Abstract

Prion diseases are fatal neurodegenerative disorders caused by altered forms of the prion protein (PrPC). It was reported that dysregulation of cellular Ca2+ homeostasis is recurrent in these diseases and that scrapie-infected cells exhibit Ca2+ perturbation via specific impairment of N-type calcium channels. However, it is not known whether such dysfunction is secondary to the broad neuronal damage accompanying prion diseases or whether it underlies pathological interactions of prions with calcium channels. In this research, we examined this latter possibility by searching for channel binding signatures in PrPC through structural comparison with known N-type channel blockers.

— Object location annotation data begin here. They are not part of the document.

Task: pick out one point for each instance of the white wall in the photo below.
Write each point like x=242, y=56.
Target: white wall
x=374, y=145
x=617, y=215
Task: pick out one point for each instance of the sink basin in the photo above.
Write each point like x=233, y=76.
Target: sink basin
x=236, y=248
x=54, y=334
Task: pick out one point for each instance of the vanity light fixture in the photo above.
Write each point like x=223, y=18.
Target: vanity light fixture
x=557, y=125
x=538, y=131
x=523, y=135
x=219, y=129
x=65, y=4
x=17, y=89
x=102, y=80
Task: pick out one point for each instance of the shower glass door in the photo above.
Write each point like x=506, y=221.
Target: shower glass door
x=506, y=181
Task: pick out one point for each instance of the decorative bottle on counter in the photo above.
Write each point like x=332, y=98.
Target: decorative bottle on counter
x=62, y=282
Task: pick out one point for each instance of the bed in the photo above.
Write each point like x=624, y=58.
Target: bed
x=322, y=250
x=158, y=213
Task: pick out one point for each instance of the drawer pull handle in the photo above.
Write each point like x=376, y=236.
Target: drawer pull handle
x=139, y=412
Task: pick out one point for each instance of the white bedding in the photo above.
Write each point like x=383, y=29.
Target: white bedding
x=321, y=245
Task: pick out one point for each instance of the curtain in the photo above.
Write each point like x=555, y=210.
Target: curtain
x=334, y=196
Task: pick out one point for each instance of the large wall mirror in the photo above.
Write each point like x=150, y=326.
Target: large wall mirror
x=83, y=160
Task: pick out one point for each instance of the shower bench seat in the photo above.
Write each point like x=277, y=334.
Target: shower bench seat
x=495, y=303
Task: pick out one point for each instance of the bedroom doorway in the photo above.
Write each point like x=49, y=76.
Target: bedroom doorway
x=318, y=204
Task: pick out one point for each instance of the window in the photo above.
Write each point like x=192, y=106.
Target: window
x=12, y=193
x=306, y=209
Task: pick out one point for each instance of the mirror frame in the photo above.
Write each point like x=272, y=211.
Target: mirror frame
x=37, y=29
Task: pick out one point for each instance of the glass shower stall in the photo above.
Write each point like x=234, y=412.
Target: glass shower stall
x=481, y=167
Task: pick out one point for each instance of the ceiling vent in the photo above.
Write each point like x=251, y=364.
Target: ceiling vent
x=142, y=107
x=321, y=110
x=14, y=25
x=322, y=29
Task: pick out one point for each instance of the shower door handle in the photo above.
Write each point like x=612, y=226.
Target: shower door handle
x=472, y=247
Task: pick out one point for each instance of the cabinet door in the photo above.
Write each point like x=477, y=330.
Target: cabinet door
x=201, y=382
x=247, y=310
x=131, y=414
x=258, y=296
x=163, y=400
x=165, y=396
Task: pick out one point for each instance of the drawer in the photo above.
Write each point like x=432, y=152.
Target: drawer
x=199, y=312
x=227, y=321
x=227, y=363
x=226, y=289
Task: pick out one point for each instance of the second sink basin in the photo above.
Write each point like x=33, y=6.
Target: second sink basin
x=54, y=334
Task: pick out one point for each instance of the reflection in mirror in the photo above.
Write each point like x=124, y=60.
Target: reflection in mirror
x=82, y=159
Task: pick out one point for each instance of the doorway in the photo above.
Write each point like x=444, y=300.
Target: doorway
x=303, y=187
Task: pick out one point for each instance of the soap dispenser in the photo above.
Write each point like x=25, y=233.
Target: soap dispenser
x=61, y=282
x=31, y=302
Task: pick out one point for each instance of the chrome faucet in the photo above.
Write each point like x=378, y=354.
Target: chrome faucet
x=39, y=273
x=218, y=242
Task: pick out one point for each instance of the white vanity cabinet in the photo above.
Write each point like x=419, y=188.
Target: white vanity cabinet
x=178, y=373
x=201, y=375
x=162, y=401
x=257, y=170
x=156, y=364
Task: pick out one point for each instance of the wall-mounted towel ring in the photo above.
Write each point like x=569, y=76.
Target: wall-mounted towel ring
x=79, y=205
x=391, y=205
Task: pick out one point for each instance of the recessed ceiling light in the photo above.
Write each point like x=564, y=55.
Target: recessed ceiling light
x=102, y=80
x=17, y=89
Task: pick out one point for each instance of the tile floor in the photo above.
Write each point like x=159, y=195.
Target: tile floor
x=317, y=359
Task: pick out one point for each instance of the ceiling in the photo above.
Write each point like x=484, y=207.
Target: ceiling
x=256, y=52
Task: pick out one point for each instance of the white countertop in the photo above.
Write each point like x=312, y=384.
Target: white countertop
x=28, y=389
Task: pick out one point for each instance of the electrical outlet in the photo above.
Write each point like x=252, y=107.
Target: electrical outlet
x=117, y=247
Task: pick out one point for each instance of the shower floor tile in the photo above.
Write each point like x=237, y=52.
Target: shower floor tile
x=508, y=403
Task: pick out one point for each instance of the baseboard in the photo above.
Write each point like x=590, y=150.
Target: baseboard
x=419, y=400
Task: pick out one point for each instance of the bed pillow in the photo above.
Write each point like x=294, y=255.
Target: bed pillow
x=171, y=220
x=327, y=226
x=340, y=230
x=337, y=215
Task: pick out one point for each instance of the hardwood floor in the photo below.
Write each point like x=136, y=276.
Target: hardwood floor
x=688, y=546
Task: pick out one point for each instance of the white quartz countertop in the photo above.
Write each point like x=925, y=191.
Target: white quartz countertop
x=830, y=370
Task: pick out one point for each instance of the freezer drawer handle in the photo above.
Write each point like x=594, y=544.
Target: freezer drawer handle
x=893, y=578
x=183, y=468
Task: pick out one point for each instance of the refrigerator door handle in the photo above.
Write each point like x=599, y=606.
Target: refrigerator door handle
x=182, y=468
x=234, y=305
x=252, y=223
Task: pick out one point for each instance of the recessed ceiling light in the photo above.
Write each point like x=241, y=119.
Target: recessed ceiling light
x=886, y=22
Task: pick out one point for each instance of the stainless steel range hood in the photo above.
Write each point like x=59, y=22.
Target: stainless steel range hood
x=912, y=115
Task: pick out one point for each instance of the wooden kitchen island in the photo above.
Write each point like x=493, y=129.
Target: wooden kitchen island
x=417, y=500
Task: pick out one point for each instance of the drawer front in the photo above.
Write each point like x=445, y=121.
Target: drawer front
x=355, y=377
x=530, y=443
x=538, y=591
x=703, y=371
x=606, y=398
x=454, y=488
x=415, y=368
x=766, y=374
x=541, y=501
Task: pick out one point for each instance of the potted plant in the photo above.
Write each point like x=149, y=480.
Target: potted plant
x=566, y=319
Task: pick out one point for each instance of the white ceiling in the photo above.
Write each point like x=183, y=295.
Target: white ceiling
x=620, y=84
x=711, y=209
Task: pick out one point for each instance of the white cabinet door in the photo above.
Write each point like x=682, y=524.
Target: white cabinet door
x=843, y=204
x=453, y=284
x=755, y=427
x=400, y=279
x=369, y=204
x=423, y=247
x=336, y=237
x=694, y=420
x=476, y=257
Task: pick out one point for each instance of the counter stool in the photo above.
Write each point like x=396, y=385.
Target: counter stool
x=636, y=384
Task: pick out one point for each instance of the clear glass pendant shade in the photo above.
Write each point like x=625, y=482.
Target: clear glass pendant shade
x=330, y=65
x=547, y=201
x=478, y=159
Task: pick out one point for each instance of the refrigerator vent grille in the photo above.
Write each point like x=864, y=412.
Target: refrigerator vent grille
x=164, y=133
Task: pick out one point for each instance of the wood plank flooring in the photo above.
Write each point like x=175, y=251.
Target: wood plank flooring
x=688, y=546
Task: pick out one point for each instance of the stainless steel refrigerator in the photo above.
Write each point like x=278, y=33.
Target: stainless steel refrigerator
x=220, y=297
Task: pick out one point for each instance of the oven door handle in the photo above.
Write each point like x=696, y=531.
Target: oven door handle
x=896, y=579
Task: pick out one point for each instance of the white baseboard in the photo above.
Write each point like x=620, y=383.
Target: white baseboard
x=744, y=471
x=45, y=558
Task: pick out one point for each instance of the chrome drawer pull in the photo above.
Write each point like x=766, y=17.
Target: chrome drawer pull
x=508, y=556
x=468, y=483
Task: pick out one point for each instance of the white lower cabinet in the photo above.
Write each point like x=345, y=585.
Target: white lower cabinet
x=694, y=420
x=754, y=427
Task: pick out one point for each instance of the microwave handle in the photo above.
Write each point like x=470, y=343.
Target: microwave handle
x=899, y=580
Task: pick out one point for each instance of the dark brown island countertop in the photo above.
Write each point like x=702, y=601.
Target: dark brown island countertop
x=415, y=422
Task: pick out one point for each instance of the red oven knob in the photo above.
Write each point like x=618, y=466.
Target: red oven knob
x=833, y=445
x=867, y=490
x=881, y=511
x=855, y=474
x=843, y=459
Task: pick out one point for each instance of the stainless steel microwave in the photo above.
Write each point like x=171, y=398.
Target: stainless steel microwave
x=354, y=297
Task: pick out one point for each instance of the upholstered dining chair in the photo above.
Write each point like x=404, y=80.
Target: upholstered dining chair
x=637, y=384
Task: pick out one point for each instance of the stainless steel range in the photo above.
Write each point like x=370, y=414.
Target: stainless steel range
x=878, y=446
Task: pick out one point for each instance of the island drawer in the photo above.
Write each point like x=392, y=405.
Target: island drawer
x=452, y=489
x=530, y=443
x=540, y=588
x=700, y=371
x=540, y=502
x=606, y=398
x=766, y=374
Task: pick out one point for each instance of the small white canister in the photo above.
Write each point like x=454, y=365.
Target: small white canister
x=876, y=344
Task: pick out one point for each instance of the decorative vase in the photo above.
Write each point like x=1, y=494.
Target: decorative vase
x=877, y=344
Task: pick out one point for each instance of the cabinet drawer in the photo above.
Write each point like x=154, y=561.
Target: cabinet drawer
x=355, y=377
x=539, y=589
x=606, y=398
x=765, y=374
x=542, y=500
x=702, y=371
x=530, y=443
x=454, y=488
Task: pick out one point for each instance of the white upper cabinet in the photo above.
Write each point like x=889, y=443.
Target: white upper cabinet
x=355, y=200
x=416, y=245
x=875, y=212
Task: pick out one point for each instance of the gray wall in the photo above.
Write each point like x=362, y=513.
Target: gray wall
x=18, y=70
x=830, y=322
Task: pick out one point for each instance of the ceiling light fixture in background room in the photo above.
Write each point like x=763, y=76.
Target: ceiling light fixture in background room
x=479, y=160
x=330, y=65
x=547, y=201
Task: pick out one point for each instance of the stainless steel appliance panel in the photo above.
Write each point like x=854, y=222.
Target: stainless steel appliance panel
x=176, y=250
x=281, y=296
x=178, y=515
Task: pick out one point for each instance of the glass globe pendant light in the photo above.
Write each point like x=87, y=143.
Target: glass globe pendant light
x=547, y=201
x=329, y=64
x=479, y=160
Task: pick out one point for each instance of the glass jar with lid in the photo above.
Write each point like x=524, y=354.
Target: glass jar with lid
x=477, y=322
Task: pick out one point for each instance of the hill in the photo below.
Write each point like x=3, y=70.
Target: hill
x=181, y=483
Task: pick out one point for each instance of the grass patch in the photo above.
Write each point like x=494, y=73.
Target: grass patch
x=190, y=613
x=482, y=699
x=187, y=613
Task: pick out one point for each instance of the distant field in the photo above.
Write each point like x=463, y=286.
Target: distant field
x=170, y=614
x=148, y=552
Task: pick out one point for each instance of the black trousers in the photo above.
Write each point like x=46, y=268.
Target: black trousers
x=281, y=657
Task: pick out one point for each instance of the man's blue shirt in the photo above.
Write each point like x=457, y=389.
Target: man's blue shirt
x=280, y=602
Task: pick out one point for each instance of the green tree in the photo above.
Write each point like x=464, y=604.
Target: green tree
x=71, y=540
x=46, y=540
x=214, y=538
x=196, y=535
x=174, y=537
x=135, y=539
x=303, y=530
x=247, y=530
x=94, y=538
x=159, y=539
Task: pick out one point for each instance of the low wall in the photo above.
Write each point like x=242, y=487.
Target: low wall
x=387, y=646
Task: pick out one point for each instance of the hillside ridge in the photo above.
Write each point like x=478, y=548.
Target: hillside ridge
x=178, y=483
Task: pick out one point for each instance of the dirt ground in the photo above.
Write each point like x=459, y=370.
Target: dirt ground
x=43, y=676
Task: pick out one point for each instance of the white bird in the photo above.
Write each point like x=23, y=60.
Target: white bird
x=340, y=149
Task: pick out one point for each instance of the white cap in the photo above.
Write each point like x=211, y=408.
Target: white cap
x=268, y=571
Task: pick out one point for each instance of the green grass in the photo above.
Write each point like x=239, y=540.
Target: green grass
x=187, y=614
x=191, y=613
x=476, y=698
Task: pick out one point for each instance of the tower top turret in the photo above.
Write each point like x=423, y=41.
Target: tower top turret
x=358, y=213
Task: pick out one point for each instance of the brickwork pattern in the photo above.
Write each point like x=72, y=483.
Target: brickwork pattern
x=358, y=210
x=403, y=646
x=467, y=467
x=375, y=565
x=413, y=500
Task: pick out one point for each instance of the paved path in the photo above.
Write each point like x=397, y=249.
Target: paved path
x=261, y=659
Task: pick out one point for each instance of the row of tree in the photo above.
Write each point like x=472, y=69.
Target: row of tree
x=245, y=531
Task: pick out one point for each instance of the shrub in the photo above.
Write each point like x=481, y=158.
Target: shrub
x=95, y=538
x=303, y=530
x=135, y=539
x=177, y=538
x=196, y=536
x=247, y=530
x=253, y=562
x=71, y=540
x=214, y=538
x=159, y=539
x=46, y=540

To this aim, a computational method devised by us to recognize similar distributions of basic residues in protein structures enabled us to find that the bioactive groups representing the pharmacophores of ω-conotoxins GVIA and MVIIA can be overlaid onto similar residues within the PrPC globular domain. This finding, together with the knowledge that Ca2+ homeostasis disruption is common to other neurodegenerative disorders, led us to search for and identify an ω-conotoxin-like pharmacophore also in the Alzheimer's Aβ(1-42) peptide. These results point to the potential ability of prions and Aβ(1-42) to bind calcium channels as the elusive neurotoxic mechanism common to seemingly unrelated fatal neuropathies.